Lawmakers plan for bi-partisan action


State lawmakers are back for the start of the 2012 regular legislative session. Republicans are anxious to hit the ground running since they have a super majority in the house and senate.  But that doesn't mean they aren't willing to work with Democrats, especially on one key issue--job creation. 

"That's something I felt we focused too little on in this last session," says Democratic Representative Joe Hubbard.

"Economic development and job creation is not a partisan's an Alabama issue," adds Republican Representative Greg Wren.

Both Hubbard and Wren agree putting Alabamians back to work is the biggest challenge facing lawmakers. And it shouldn't involve party politics.

"We welcome our Democratic participation in this process and we're wide open because we know jobs are the number one issue," adds Wren.

"We've got an opportunity to really make a difference in the acceleration of job growth," says Hubbard.

Alabama's unemployment rate is currently 8.1%, significantly lower than the 10% last summer.

So, while they're working to create jobs in the private sector, they may be forced to cut state workers to balance the general fund budget.

One resident wonders if that's the right approach.
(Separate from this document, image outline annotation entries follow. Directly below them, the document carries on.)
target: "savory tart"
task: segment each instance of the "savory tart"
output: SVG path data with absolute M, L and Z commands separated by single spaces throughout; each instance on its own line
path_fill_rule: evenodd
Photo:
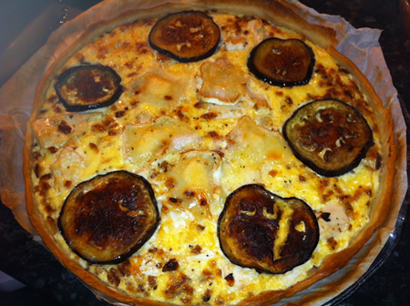
M 121 10 L 37 90 L 25 176 L 47 248 L 146 305 L 269 304 L 342 269 L 385 218 L 395 145 L 333 31 L 283 1 Z

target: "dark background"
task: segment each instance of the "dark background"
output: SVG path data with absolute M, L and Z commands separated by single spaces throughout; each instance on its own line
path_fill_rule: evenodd
M 98 2 L 0 0 L 0 86 L 46 43 L 53 30 Z M 405 108 L 410 109 L 410 33 L 406 34 L 403 26 L 399 1 L 301 2 L 320 13 L 340 15 L 356 28 L 383 30 L 380 44 L 409 126 Z M 408 192 L 406 199 L 409 199 Z M 333 301 L 333 305 L 410 304 L 409 211 L 402 212 L 405 220 L 382 251 L 383 256 L 376 260 L 376 265 L 370 269 L 372 273 L 343 294 L 343 298 Z M 0 291 L 0 306 L 108 305 L 97 301 L 42 245 L 33 241 L 32 236 L 3 205 L 0 205 L 0 270 L 26 285 L 15 291 Z

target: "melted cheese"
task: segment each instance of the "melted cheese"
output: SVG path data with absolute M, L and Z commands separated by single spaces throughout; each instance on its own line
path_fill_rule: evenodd
M 33 146 L 32 180 L 47 221 L 56 222 L 76 185 L 97 174 L 125 169 L 144 176 L 153 187 L 160 227 L 128 263 L 87 264 L 56 234 L 73 260 L 135 297 L 229 305 L 265 291 L 287 289 L 348 245 L 366 223 L 368 203 L 377 189 L 375 158 L 368 157 L 342 177 L 323 178 L 292 155 L 281 133 L 295 109 L 331 93 L 366 109 L 365 97 L 326 51 L 302 38 L 316 60 L 310 83 L 272 87 L 247 69 L 250 51 L 269 36 L 301 37 L 257 18 L 212 17 L 221 28 L 218 52 L 189 64 L 150 49 L 147 37 L 156 19 L 102 34 L 59 73 L 81 63 L 108 66 L 121 76 L 120 99 L 96 112 L 67 114 L 50 84 L 33 124 L 39 144 Z M 364 115 L 374 128 L 370 113 Z M 377 132 L 374 136 L 378 148 Z M 226 197 L 248 183 L 261 184 L 281 197 L 300 198 L 313 208 L 321 240 L 310 260 L 272 275 L 237 266 L 225 257 L 217 237 L 218 217 Z M 281 228 L 278 239 L 284 240 L 287 225 Z M 296 229 L 303 231 L 304 224 Z M 275 250 L 276 256 L 279 252 Z M 163 271 L 170 260 L 178 261 L 178 270 Z

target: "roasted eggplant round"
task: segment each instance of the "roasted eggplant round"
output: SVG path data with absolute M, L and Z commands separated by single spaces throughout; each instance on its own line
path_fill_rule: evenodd
M 183 11 L 159 19 L 149 42 L 154 50 L 188 63 L 210 56 L 220 37 L 220 27 L 211 17 L 200 11 Z
M 109 107 L 123 90 L 117 72 L 101 65 L 77 66 L 65 70 L 55 88 L 66 109 L 75 112 Z
M 283 199 L 252 184 L 227 198 L 218 236 L 222 251 L 234 264 L 276 274 L 311 258 L 319 241 L 319 226 L 302 199 Z
M 309 83 L 313 66 L 313 51 L 299 39 L 267 38 L 248 58 L 248 68 L 256 77 L 281 87 Z
M 362 114 L 336 99 L 302 106 L 285 122 L 282 133 L 294 156 L 324 177 L 354 169 L 374 145 Z
M 67 198 L 58 228 L 68 246 L 93 263 L 118 263 L 155 232 L 159 212 L 154 191 L 127 171 L 97 176 Z

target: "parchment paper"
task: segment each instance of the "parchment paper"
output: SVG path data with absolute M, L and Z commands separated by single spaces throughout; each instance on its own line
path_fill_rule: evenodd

"It may be a compromise. I would think the more jobs we can keep, the better for the economy because you're not spending any money if you're not making any money," says Daleville resident, Mary Cavanaugh.

In fact, she'd sacrifice more of her own paycheck for it.

"I would be willing to help with taxes if it meant keeping jobs," adds Cavanaugh.

But perhaps the thing most Alabamians want is just "what is best for our state," says Dee Turberville.

It's a request that requires bi-partisan action.

"My hope is that we've gotten a lot of the politics out of the way," says Hubbard.

"We'll have our bug tussles, we'll have our fights. We've always had those, but they won't be impediments to putting people back to work," adds Wren.

Some other key items this session include revisions to the immigration law, and possibly a big debate on charter schools. Many current and former teachers say they're against charter schools if it takes money away from already existing school systems. Still some believe they can be highly effective.

Lawmakers say they're excited to get back to the state house. Many say this is a pivotal year because of the financial pressures facing the state.